Écran
Noir. Insondable. Immuable. Trou béant. Quand soudain, traversée par un courant électrique, la matrice prend vie. Timidement au début, une douzaine de triades de composants électroluminescents, excités par ce courant, rendent des tons rouges, verts, bleus, pour former, par synthèse additive, un petit rectangle blanc.
L’œil est alors attiré par cette infime source lumineuse intermittente. À chaque disparition, l’attente de sa réapparition se fait plus prégnante. De cette espérance grandissante qui n’est jamais rigoureusement énoncée. De ce désir ineffable de voir les pixels se muer, essaimer, peupler la matrice et éblouir l’œil d’une lumière vive.
Puis tout se fige. Un temps interminable. Quelques millisecondes, au moins. Le temps comme suspendu. L’œil rond, refuse de ciller, attend un signe de vif. Lorsqu’à la limite de l’apoplexie de la rétine, l’œil s’autorise enfin un battement, déclenchant un jaillissement de lumière, se répandant comme une trainée de poudre étincelante ; d’une vague nitescence se forment des lettres, des lettres en mots, et des mots en messages, écrits d’une main invisible et dans un idiome insaisissable dont seule une élite peut percer le sens. Quand tout à coup, un grand flash d’un blanc froid. Et le scriptural cède la place au figuratif. L’écran protecteur aux runes luminescentes se fait fenêtre sur le monde. Il s’illumine d’un vif éclat et offre à l’œil un paysage pastoral ou un regard sur l’espace infini. Et au beau milieu de cet éblouissant décor, comme flottant dans les airs, un cadre. Une autre fenêtre, d’un autre genre. Sobre. Austère. Elle présente deux fentes, telles des meurtrières que l’on aurait couché.
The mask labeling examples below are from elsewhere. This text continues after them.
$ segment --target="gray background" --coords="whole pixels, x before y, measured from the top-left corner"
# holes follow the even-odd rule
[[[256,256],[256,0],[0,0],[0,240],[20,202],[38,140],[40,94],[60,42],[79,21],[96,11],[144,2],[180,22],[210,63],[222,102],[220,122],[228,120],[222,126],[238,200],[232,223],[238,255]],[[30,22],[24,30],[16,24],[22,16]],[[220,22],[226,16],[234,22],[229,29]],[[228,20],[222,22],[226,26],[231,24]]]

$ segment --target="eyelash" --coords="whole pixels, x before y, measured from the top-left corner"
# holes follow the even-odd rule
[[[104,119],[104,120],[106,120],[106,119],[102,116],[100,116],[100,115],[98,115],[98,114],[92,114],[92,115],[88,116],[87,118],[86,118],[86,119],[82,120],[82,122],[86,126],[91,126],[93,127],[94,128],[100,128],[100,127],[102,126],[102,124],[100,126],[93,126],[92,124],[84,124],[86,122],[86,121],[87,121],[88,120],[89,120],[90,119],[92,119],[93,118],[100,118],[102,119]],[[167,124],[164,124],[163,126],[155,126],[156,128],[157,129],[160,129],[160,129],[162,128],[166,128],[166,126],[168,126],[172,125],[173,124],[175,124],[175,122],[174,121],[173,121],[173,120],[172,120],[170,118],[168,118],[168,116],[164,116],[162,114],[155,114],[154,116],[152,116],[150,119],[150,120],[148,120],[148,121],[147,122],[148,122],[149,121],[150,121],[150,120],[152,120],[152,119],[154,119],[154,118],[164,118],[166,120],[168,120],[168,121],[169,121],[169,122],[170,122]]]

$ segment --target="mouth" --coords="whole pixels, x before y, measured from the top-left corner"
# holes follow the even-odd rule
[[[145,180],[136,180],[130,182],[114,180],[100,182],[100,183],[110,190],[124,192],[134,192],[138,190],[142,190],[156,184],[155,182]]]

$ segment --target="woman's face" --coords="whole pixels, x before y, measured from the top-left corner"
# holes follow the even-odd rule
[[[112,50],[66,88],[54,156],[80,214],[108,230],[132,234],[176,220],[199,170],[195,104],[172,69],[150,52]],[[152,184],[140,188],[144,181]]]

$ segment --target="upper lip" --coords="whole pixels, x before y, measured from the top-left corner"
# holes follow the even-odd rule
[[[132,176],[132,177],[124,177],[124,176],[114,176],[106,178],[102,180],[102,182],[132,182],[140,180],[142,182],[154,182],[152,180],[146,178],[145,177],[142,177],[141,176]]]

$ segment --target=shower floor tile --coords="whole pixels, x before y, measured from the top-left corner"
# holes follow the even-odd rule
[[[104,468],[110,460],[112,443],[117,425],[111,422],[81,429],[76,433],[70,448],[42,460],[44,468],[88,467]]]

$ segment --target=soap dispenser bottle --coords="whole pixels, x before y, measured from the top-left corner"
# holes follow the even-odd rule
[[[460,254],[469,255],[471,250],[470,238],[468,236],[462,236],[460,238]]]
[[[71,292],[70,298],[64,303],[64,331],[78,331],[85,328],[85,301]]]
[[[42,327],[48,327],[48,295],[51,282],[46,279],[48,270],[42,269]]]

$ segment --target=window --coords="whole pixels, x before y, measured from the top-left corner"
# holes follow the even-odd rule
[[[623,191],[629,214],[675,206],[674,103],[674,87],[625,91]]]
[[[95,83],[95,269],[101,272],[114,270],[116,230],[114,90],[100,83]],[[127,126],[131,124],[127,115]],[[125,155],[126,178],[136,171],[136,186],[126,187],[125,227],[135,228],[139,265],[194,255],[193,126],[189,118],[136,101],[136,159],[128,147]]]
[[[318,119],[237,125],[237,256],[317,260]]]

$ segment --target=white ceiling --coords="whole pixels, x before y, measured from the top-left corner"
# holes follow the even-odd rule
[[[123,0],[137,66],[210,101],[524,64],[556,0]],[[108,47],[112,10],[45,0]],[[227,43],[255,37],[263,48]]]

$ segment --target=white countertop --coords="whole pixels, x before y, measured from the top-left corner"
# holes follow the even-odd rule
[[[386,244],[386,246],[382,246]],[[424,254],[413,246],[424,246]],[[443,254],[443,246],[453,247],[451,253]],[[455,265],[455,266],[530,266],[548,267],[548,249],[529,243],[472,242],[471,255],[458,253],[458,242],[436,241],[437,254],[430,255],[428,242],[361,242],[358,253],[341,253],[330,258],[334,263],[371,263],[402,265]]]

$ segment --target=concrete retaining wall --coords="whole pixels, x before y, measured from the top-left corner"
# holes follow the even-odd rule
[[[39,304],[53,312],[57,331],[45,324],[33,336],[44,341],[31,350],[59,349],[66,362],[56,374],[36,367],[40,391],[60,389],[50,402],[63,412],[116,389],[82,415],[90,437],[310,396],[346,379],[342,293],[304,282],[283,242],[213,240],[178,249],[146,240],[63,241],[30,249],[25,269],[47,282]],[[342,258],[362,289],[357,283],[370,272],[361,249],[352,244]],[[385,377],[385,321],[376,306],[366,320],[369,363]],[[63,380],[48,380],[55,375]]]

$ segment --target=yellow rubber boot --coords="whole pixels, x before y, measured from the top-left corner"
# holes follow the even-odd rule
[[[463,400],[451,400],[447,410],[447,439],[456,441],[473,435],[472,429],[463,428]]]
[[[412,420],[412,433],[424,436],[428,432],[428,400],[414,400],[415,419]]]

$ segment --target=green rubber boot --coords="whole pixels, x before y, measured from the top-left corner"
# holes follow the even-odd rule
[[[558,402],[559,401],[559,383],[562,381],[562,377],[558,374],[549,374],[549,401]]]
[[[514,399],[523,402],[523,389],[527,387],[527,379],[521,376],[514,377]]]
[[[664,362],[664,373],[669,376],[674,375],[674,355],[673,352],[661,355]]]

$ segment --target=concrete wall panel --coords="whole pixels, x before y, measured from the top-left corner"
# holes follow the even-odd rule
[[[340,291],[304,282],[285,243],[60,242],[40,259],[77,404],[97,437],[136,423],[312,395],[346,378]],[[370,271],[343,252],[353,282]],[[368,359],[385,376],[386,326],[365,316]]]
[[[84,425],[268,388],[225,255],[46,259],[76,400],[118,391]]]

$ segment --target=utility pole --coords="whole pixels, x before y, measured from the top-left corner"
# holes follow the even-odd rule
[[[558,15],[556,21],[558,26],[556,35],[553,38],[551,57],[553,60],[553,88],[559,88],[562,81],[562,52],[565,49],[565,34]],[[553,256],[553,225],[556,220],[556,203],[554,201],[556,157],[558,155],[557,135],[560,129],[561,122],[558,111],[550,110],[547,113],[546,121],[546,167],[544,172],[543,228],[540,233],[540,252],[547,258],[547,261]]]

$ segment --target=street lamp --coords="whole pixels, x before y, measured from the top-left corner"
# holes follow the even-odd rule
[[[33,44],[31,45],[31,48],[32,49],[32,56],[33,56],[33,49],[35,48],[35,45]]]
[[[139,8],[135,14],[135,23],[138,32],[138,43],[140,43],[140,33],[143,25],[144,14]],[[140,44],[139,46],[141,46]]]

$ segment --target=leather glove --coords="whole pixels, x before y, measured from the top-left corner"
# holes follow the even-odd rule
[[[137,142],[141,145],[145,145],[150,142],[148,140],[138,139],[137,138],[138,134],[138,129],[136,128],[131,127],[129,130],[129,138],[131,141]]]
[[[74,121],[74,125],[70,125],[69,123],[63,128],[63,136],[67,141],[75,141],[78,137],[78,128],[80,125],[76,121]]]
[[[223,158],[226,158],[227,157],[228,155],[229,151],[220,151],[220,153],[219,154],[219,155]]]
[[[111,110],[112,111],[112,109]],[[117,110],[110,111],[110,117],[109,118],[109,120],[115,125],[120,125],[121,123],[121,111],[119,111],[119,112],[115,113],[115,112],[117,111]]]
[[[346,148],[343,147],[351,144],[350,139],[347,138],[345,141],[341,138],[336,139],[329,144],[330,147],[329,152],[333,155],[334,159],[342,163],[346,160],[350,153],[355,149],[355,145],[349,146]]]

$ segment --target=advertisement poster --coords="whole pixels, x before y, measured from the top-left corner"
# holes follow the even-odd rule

De ces fentes filtre une lueur blême ; et de la plus haute des deux, l’œil perçoit, comme en négatif, le rectangle de lumière primordial. Le doigt s’avance vers le clavier et, pressant ses touches une à une, compose une mélodie connue de lui seul. Aussitôt la dernière touche relâchée, le paysage se découvre, l’écran s’illumine de plus belle, et sublime ce qui l’entour. Plus rien n’existe autre que lui. Et sans que l’on s’en aperçoive, il aspire le temps et nos âmes.